第29話 復讐と服従②
数日後。浩紀の仇を討つための協力を拒まれた雅人は再び洸太を説得しようと、待ち合わせの公園のベンチに座ってスマートフォンを操作しながら待っていた。すると、一人の男が遠くから早歩きで向かって来て、公園に入ると雅人が座っているベンチの方まで小走りで駆け寄っていった。
「やっと来たか、待ってたぞ」
「君がしつこいからね。いい加減にしてもらいたいよ、まったく。こっちは受験勉強とかで色々と忙しいのにさ。これでも外に出る理由を作るのに相当悩んだからな」洸太は母親に図書館で勉強するという嘘を吐き、外出する口実を作って家を出た。そしていつも通りスマートフォンを隠してから公園に来たのだった。
「で、早速答えを聞こうか」と雅人が単刀直入に尋ねる。
「この間も言ったけど、答えは変わらない。手を引くべきだ」
「そうか。今回ばかりは、恩人に手を貸すと思っていたのにな」と洸太の答えが変わらなかったことに肩を落としてベンチの背もたれに寄りかかった。
「恩人? 何のこと」
「お前そんなことも忘れたのか。確か小学校の時だったかな。お前が突然目眩を起こして橋から川に落ちてそのまま流されそうになったのを俺が助けたんだよ。その日は雨も風も強かったし。とにかく無事で良かったよ。けどそれを機にお前の母親が俺と関わることを許さなくなってしまったけどね。まあ、覚えてないか」
「ああ、そのことならなんとなく覚えているよ。助けてくれたことには感謝してる」
「有難いと思ってるなら尚更協力するべきなんじゃないのか」
「それとこれは全く別の話だ。あいつらに歯向かうのは危険すぎるよ。岡部の二の舞になるだけ。強者に反抗したところで爪弾きにされるのがオチだ。鼠がライオンに喧嘩を挑むようなものなんだよ」
「俺は岡部の無念を晴らしたい。ただそれだけだ」
「それって本当にあいつの望んでいることか」
「ああそうだよ。あいつの自殺で少しは学校の治安が良くなるだろうなと思ったけど結局旧態依然だ。俺が自警団に扮してあいつらの手下を排除したとしてもだ」
「自警団? もしかしてお前が噂の……」
「なるべく穏便に片づけて組織を瓦解させようとしたけど、いかんせん頑丈で強固だ。いくら潰しても崩れる気配がない。ここまで深く根付いているとは思わなかった。

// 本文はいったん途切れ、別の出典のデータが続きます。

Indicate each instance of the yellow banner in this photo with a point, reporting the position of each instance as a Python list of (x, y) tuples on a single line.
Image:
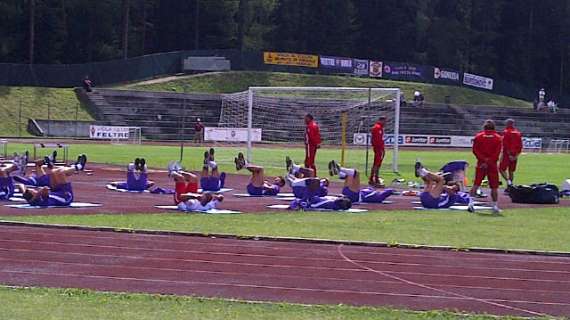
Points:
[(291, 59)]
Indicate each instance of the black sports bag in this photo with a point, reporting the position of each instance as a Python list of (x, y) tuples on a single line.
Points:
[(542, 193)]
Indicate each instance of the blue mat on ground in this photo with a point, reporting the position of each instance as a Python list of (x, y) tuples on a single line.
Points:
[(279, 195), (156, 190), (222, 190), (73, 205), (354, 203), (211, 211), (454, 208), (286, 207)]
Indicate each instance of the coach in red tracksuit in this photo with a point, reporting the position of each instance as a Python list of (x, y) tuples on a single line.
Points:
[(312, 142), (487, 147), (512, 148), (377, 137)]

やっぱり根本的な原因を摘み取らない限り、この下らない序列制度は消えないな。あれはもうただの不良なんかじゃない。半グレ集団だ。そして今でも更に数を増やしてる」
唐突なカミングアウトに驚愕して凍り付く洸太に脇目も振らず淡々と話を続ける雅人だった。
「けど、その序列制度があるお蔭で秩序が保たれているのも事実だ」
「そんなの綺麗事だ。お前だってこんな腐った体制に心底うんざりしている筈だろ?」
「確かに息苦しいけど、生き抜くためには強者に服従しなければならない時だってある。この社会っていうのはそういう風に出来てるんだよ」と自分の本当の気持ちを封印して咄嗟に思いついた嘘で上塗りする。自分のような貧弱な存在が体制を変えるなど馬鹿げており、権力に従う方が楽だと思ったから。
「だからってこのまま臆病風に吹かれながら学校生活を送るのか。そんなの独裁と変わらないさ。もし仮に『今死ね』って言われたら言う通りに自殺するのか? 違うだろ。抗えよ!」
「じゃあもし楯突いたとして、犠牲者が出たらどうする。呆気なく潰されたらどうする。責任取れるのか?」立ち上がって鬼のような形相で迫る雅人に対し、洸太も負けじと反論する。
「岡部の自殺の責任は誰が取るって言うんだ! この体制が、あいつを自殺に追い込んだんだろうが!」洸太の胸倉を強引に掴んで捲し立てると、「いい加減にしろ!」と洸太が雅人の掴んだ手を無理矢理解いて後ずさる。
「念のために言っておく。これ以上首突っ込まないことだ。世の中には、僕たちの力じゃどうにもならないことだって沢山あるんだよ。太陽と月の軌道を変えられないのと同じだ」
「とにかく俺は認めないぞ。そんなのは小心者の屁理屈だ。負ける言い訳より、勝つための方策を考えるべきだろ」
「やっぱり何も分かってないな。人助けの事となるとお前はすぐに熱くなる。昔から何も変わってない。僕はお前のそういうところが嫌いだ。もういい加減大人になれよ」
「分かってないのはお前だ!」と叫ぶと、誰も使っていない筈のブランコなどの遊具が勝手に動き始めた。